What’s amazing to me is the total lack of an international outcry. Has the intolerable become commonplace?
The answer, of course, lies in the media’s constant downplaying the threat to Israel. On prior occasions, as rockets rained on Israeli towns, the New York Times published the ludicrous claim of Hamas spokesman Ahmed Yousef that “We did not intentionally target civilians. We were targeting military bases, but the primitive weapons make mistakes.” Meanwhile, The Economist made the strange claim that “the rudimentary [Palestinian] rockets have maimed more Gazans than Israelis.” (More on this farcical media coverage can be found in chapter 9 of my book, David & Goliath.)

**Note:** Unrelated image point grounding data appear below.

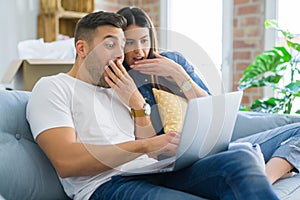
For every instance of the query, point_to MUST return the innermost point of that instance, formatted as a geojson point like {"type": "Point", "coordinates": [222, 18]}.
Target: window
{"type": "Point", "coordinates": [284, 12]}
{"type": "Point", "coordinates": [198, 25]}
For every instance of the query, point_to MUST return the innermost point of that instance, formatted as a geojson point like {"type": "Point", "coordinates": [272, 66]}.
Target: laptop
{"type": "Point", "coordinates": [207, 129]}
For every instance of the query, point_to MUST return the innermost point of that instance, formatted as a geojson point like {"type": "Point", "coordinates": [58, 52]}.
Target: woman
{"type": "Point", "coordinates": [280, 146]}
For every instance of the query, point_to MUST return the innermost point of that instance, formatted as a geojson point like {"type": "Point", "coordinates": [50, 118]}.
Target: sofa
{"type": "Point", "coordinates": [26, 173]}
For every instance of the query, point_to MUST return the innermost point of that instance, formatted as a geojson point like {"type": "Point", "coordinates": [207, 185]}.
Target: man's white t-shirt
{"type": "Point", "coordinates": [97, 115]}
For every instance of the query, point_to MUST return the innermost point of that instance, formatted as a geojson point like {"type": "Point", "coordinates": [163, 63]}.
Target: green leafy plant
{"type": "Point", "coordinates": [268, 69]}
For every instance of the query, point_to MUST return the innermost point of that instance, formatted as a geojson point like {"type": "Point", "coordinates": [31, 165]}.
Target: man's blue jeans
{"type": "Point", "coordinates": [234, 174]}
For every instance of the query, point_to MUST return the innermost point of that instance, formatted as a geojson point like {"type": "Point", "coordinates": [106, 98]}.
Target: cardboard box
{"type": "Point", "coordinates": [25, 73]}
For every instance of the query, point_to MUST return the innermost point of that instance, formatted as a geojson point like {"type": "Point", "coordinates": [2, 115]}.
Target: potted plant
{"type": "Point", "coordinates": [268, 69]}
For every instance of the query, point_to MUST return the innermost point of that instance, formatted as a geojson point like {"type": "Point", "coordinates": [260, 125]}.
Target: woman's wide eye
{"type": "Point", "coordinates": [129, 43]}
{"type": "Point", "coordinates": [110, 45]}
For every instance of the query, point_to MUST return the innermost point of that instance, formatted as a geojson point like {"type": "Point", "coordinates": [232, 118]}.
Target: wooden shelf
{"type": "Point", "coordinates": [60, 17]}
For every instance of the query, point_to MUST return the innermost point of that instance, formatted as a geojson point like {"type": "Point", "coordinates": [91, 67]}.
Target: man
{"type": "Point", "coordinates": [93, 124]}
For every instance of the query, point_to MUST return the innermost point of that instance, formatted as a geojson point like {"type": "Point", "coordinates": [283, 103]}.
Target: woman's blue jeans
{"type": "Point", "coordinates": [234, 174]}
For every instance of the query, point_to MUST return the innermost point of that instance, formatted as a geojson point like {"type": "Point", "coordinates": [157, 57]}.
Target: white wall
{"type": "Point", "coordinates": [18, 21]}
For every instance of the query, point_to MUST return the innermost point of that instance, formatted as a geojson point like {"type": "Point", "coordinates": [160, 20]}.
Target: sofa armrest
{"type": "Point", "coordinates": [248, 123]}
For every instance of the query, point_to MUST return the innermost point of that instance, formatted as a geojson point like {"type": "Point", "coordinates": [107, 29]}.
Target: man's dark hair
{"type": "Point", "coordinates": [86, 26]}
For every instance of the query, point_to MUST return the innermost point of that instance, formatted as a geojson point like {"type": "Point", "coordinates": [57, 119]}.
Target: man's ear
{"type": "Point", "coordinates": [81, 48]}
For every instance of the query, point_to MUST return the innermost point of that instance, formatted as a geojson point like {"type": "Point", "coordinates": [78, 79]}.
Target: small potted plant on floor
{"type": "Point", "coordinates": [268, 70]}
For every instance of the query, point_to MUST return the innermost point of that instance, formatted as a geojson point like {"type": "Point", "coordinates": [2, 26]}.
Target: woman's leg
{"type": "Point", "coordinates": [138, 188]}
{"type": "Point", "coordinates": [281, 149]}
{"type": "Point", "coordinates": [234, 174]}
{"type": "Point", "coordinates": [277, 167]}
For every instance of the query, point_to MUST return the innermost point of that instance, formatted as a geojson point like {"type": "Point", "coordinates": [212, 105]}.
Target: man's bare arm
{"type": "Point", "coordinates": [72, 158]}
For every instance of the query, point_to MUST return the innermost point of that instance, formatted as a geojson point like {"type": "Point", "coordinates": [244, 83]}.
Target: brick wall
{"type": "Point", "coordinates": [248, 41]}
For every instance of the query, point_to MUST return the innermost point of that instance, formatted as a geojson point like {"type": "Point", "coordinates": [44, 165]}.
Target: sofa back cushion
{"type": "Point", "coordinates": [25, 172]}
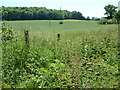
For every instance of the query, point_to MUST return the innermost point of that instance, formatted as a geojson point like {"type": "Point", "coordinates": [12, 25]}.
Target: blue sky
{"type": "Point", "coordinates": [92, 8]}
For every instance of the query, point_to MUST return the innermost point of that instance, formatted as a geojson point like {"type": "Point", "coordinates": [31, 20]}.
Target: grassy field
{"type": "Point", "coordinates": [84, 57]}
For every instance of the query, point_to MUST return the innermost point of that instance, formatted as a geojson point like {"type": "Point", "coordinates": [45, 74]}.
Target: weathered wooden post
{"type": "Point", "coordinates": [58, 37]}
{"type": "Point", "coordinates": [26, 33]}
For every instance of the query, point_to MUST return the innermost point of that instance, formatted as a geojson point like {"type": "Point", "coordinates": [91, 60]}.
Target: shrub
{"type": "Point", "coordinates": [110, 21]}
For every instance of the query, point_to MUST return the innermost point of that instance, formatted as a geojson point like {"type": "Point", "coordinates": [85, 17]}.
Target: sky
{"type": "Point", "coordinates": [92, 8]}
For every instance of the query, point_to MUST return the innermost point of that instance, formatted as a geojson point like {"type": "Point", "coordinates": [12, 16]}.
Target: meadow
{"type": "Point", "coordinates": [84, 56]}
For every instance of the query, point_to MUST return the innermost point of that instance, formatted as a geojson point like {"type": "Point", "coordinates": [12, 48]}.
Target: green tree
{"type": "Point", "coordinates": [110, 10]}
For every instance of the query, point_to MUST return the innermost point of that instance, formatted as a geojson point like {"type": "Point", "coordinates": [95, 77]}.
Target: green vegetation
{"type": "Point", "coordinates": [85, 55]}
{"type": "Point", "coordinates": [38, 13]}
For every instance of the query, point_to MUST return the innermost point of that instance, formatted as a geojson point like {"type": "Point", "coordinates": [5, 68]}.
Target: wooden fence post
{"type": "Point", "coordinates": [58, 37]}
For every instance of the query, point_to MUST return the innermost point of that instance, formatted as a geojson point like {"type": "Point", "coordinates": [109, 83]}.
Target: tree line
{"type": "Point", "coordinates": [38, 13]}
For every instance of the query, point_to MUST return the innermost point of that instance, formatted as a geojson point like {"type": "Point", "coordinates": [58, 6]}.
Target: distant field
{"type": "Point", "coordinates": [69, 26]}
{"type": "Point", "coordinates": [84, 57]}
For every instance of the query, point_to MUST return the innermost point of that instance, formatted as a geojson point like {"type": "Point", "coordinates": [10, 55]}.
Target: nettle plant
{"type": "Point", "coordinates": [7, 32]}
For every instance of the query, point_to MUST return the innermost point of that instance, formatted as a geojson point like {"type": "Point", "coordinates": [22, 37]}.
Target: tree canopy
{"type": "Point", "coordinates": [38, 13]}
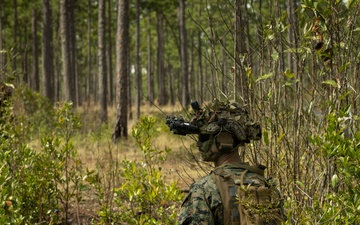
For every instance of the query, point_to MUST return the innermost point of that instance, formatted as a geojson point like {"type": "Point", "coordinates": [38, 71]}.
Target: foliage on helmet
{"type": "Point", "coordinates": [231, 117]}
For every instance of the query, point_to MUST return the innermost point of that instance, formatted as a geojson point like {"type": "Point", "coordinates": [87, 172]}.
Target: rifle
{"type": "Point", "coordinates": [180, 126]}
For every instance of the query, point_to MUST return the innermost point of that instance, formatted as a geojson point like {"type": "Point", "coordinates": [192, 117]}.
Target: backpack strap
{"type": "Point", "coordinates": [228, 190]}
{"type": "Point", "coordinates": [225, 182]}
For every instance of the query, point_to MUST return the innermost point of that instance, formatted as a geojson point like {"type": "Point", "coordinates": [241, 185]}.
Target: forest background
{"type": "Point", "coordinates": [72, 65]}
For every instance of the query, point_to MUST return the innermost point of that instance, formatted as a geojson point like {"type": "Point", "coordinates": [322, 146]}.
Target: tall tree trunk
{"type": "Point", "coordinates": [102, 62]}
{"type": "Point", "coordinates": [160, 58]}
{"type": "Point", "coordinates": [200, 74]}
{"type": "Point", "coordinates": [65, 50]}
{"type": "Point", "coordinates": [72, 47]}
{"type": "Point", "coordinates": [89, 80]}
{"type": "Point", "coordinates": [122, 70]}
{"type": "Point", "coordinates": [150, 74]}
{"type": "Point", "coordinates": [110, 61]}
{"type": "Point", "coordinates": [185, 100]}
{"type": "Point", "coordinates": [137, 68]}
{"type": "Point", "coordinates": [15, 35]}
{"type": "Point", "coordinates": [240, 79]}
{"type": "Point", "coordinates": [1, 40]}
{"type": "Point", "coordinates": [34, 81]}
{"type": "Point", "coordinates": [47, 53]}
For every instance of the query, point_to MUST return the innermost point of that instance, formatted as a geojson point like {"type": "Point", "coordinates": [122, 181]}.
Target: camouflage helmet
{"type": "Point", "coordinates": [223, 126]}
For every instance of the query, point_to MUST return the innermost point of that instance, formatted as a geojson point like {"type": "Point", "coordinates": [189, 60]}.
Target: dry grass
{"type": "Point", "coordinates": [95, 146]}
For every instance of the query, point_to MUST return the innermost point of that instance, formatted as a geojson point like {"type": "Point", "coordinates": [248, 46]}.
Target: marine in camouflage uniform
{"type": "Point", "coordinates": [224, 127]}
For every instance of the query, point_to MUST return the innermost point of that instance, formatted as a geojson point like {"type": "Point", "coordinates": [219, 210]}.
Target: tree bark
{"type": "Point", "coordinates": [137, 68]}
{"type": "Point", "coordinates": [102, 62]}
{"type": "Point", "coordinates": [47, 53]}
{"type": "Point", "coordinates": [122, 70]}
{"type": "Point", "coordinates": [160, 58]}
{"type": "Point", "coordinates": [34, 81]}
{"type": "Point", "coordinates": [185, 100]}
{"type": "Point", "coordinates": [65, 50]}
{"type": "Point", "coordinates": [150, 74]}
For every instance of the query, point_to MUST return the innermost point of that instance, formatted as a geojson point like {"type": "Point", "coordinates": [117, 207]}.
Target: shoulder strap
{"type": "Point", "coordinates": [228, 192]}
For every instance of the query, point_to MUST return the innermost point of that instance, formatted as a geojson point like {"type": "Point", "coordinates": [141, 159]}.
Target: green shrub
{"type": "Point", "coordinates": [143, 196]}
{"type": "Point", "coordinates": [36, 186]}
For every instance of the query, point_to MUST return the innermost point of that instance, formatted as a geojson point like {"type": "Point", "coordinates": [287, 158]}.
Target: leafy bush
{"type": "Point", "coordinates": [340, 145]}
{"type": "Point", "coordinates": [33, 186]}
{"type": "Point", "coordinates": [143, 196]}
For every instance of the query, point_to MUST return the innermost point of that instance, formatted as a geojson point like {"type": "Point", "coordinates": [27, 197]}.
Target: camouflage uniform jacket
{"type": "Point", "coordinates": [203, 203]}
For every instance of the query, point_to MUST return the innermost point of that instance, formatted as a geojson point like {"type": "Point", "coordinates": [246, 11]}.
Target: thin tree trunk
{"type": "Point", "coordinates": [15, 35]}
{"type": "Point", "coordinates": [88, 81]}
{"type": "Point", "coordinates": [150, 74]}
{"type": "Point", "coordinates": [73, 58]}
{"type": "Point", "coordinates": [160, 59]}
{"type": "Point", "coordinates": [110, 61]}
{"type": "Point", "coordinates": [183, 55]}
{"type": "Point", "coordinates": [34, 81]}
{"type": "Point", "coordinates": [65, 56]}
{"type": "Point", "coordinates": [1, 41]}
{"type": "Point", "coordinates": [102, 62]}
{"type": "Point", "coordinates": [122, 71]}
{"type": "Point", "coordinates": [47, 53]}
{"type": "Point", "coordinates": [200, 74]}
{"type": "Point", "coordinates": [137, 68]}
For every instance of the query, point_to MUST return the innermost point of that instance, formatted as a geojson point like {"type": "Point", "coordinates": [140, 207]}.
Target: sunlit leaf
{"type": "Point", "coordinates": [330, 82]}
{"type": "Point", "coordinates": [264, 77]}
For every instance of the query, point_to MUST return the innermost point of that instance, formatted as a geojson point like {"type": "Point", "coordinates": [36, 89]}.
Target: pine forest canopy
{"type": "Point", "coordinates": [292, 63]}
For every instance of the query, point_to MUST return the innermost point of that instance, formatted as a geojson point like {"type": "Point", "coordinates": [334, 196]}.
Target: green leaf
{"type": "Point", "coordinates": [330, 82]}
{"type": "Point", "coordinates": [334, 180]}
{"type": "Point", "coordinates": [300, 184]}
{"type": "Point", "coordinates": [264, 77]}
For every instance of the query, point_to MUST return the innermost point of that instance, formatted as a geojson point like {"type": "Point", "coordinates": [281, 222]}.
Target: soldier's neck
{"type": "Point", "coordinates": [232, 157]}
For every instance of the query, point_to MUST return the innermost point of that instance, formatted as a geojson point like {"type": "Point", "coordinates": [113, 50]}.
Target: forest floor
{"type": "Point", "coordinates": [180, 166]}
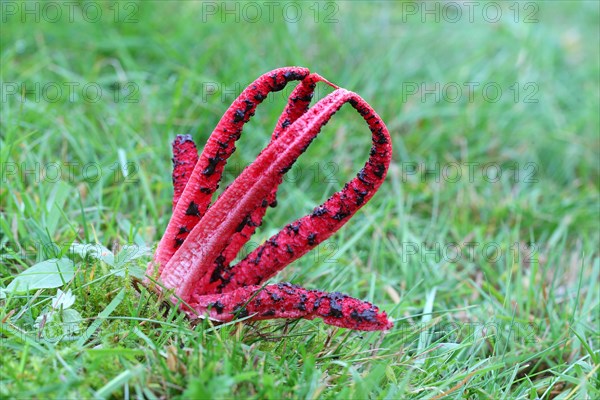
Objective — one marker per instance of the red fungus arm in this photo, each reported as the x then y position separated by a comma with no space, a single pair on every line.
185,157
285,300
206,175
298,104
302,235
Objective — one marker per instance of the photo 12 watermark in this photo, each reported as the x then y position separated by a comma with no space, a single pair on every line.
326,12
470,92
454,12
468,251
468,172
69,92
71,172
69,11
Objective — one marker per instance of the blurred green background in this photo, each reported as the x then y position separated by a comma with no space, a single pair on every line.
504,94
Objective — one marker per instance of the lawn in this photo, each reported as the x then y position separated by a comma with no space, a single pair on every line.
481,245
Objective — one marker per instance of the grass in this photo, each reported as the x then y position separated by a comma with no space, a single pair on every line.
492,280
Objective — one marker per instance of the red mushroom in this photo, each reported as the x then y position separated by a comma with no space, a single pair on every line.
195,252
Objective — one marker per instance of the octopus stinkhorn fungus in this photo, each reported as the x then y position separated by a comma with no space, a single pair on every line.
195,253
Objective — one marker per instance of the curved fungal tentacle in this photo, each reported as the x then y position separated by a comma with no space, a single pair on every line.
298,104
191,266
185,157
194,254
302,235
284,300
196,196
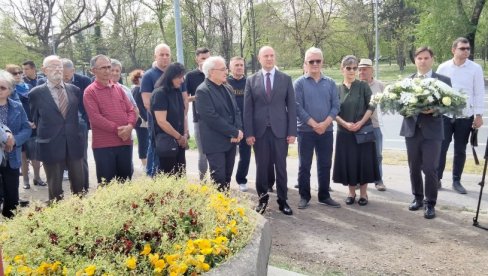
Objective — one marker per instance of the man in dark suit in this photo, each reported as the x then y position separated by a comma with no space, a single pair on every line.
219,122
423,136
54,110
270,124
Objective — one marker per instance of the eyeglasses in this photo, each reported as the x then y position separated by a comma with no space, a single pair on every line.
55,67
108,67
315,61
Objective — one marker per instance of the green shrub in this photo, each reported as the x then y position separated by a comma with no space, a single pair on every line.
147,227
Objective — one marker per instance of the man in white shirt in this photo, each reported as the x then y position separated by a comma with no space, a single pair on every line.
467,77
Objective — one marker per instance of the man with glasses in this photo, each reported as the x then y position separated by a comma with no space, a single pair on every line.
30,73
423,137
466,77
270,125
220,121
317,105
192,80
54,111
112,118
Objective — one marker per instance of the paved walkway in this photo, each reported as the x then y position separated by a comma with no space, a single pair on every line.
395,177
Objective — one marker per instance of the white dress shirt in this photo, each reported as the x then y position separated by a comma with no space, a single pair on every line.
468,79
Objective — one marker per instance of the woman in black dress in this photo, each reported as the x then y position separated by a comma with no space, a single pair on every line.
168,109
354,163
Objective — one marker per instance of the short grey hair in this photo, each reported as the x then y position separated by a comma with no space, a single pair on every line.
67,63
161,46
48,59
8,78
116,62
209,64
349,60
313,50
94,60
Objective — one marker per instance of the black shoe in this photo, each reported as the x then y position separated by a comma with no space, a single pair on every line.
330,202
263,203
429,211
363,201
285,208
456,185
303,204
415,205
23,203
39,183
350,200
261,207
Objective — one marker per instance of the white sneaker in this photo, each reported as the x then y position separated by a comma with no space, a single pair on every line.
243,187
65,175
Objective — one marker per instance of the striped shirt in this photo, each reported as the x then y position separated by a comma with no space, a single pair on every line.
108,108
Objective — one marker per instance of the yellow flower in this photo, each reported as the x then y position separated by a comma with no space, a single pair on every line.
19,259
131,263
171,259
153,258
43,268
241,211
218,230
90,270
446,101
55,266
206,251
8,270
147,249
24,270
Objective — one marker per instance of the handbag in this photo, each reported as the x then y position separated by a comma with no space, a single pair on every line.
166,145
365,134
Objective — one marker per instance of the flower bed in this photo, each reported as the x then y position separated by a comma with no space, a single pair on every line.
162,227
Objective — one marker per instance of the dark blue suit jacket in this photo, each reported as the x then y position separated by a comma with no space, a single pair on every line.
432,127
58,138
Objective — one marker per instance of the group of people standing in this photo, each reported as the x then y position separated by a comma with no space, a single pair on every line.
266,111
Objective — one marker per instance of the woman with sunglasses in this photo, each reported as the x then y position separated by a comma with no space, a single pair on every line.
354,163
20,93
13,116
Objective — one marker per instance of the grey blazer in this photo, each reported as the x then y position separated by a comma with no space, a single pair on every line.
58,138
279,112
432,127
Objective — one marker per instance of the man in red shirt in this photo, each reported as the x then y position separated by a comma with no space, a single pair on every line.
112,118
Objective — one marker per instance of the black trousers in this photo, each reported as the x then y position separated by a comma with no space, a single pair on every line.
221,165
267,149
423,156
9,181
113,162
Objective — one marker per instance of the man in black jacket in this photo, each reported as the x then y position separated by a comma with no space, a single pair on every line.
220,121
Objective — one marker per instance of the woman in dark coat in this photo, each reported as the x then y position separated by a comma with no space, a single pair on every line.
354,163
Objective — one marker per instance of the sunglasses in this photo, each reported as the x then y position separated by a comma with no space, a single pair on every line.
315,61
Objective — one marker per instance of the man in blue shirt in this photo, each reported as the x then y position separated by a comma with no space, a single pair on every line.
317,106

In response to this weekend’s attacks, Israel has knocked out 16 terrorists – while causing zero civilian casualties. (The Arab League, predictably, condemned Israel's strikes as a "massacre.") Elder of Ziyon blog notes:
Dead terrorists, no dead civilians. That's the way it should be. Of course, Israel will be condemned anyway. Which makes her ability to minimize civilian casualties all the more remarkable. It shows that IDF morality comes from within and is part of its very fabric; it is not a fake morality that comes from outside pressure or worries about appearances. The IDF has been steadily improving its methods to take out terrorists and only terrorists over the years, and now it is the best in the world at it.